"How ironic, to realize that maturity brings not more conviction, but less. At twenty-two, I still believed I could make a life plan and then set about executing it; that there were answers to all my questions, and if I just worked hard enough, I would find them. What I feel now is both a greater sense of fragility, knowing that life is both unpredictable and finite, and at the same time, an awareness that, no matter how long I live, I'll never get things all figured out. Uncertainty is part of the human condition; perhaps contentment comes as we learn to get comfortable with it."

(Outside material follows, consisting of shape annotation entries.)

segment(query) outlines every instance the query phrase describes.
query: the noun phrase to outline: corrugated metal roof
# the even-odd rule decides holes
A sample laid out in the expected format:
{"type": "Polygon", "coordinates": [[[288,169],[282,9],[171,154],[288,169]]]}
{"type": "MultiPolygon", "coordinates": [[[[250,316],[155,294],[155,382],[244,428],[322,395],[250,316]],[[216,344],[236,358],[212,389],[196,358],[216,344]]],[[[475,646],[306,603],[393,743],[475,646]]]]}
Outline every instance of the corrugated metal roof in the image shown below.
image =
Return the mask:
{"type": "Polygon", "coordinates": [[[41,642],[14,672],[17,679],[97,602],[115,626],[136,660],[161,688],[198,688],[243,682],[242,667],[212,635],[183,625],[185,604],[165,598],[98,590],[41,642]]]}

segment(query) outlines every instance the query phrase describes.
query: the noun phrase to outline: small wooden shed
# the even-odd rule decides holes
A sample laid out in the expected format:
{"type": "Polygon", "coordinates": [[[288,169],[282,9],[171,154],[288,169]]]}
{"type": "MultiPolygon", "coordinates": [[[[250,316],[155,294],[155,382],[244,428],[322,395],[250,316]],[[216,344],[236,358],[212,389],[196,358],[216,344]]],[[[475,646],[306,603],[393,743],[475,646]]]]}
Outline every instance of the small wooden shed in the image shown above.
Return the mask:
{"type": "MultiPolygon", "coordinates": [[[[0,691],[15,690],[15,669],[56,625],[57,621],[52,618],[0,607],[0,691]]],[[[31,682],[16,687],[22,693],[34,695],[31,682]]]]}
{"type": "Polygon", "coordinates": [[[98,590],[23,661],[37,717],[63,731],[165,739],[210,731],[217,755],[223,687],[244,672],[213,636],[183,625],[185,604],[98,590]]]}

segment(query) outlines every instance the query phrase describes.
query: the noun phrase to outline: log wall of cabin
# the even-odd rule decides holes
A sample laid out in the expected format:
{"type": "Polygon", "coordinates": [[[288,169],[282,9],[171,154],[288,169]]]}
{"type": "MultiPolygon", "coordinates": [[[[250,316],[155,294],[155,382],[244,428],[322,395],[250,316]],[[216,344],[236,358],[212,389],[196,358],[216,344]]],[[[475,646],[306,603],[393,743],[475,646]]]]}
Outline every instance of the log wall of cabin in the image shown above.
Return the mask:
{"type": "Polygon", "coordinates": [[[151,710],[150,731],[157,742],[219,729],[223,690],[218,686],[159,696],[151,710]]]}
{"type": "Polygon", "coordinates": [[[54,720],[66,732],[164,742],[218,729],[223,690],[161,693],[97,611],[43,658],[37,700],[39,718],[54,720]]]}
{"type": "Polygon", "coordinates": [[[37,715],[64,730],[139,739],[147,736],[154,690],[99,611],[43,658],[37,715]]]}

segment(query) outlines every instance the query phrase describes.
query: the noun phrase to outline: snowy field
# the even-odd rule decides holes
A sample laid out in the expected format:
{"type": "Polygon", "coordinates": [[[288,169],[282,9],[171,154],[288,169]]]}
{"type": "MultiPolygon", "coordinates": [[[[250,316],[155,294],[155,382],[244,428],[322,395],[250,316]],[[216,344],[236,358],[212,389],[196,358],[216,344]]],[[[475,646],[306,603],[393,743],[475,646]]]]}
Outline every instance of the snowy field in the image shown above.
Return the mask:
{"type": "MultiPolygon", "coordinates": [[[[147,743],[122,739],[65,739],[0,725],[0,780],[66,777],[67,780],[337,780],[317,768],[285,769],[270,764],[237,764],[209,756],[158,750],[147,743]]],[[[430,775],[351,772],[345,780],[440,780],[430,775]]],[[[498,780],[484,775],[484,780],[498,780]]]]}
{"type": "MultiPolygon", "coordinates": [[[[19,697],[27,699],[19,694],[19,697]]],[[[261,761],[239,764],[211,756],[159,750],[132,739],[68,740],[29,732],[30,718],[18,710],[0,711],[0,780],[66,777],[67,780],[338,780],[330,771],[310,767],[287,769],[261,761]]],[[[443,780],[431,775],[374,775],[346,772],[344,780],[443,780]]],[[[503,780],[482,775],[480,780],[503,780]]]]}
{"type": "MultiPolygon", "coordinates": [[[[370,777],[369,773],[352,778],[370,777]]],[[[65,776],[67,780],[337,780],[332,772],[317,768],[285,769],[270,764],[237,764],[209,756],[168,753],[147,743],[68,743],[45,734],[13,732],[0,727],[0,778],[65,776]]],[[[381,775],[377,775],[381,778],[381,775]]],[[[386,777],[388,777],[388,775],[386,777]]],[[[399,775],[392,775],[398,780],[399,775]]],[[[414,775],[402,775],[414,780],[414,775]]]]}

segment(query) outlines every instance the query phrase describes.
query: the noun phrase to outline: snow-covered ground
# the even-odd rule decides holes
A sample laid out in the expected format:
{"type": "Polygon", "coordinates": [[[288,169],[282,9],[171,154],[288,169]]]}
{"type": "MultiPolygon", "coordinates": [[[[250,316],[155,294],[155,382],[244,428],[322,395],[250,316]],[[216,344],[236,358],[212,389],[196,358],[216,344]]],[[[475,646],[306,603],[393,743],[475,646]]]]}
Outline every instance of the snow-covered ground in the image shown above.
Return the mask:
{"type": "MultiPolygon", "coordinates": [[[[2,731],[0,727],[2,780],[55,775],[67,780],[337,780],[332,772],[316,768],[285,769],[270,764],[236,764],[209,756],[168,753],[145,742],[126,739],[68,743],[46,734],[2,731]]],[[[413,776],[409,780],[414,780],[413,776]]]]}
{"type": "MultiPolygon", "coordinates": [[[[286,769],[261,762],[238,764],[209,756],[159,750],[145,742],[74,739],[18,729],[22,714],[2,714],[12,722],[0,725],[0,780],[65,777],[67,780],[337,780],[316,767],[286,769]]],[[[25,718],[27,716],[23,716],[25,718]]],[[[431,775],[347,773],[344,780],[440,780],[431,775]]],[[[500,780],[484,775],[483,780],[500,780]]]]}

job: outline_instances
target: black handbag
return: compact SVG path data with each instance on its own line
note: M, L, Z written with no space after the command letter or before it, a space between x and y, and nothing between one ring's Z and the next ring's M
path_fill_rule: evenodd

"Life, as I'm finally coming to see, isn't all onward and upward after all; it's also wide-open plateaus and shadowy thresholds, the lonely liminal spaces between what's ended and what has yet to begin. It is here that the darkness can feel most acute, our anxiety most intolerable. But perhaps it is also here, in the wild borderlands of our soul journeys, that we begin to trust our own inner compass to guide un onward. I wonder if I have the stamina to endure this silence, to allow what's next to reveal itself, rather than to grasp too quickly at some new thing just because it's there."
"There is restlessness and fear, impatience to get a move on, and doubt about where to go, a sense of urgency and, at the same time, confusion about just what it is that's so important."
"Going away taught me something about what it means to stay."
1 comment:
These are such beautiful words. I do find less and less conviction and more of a quiet settling into myself. I think I need to read that book!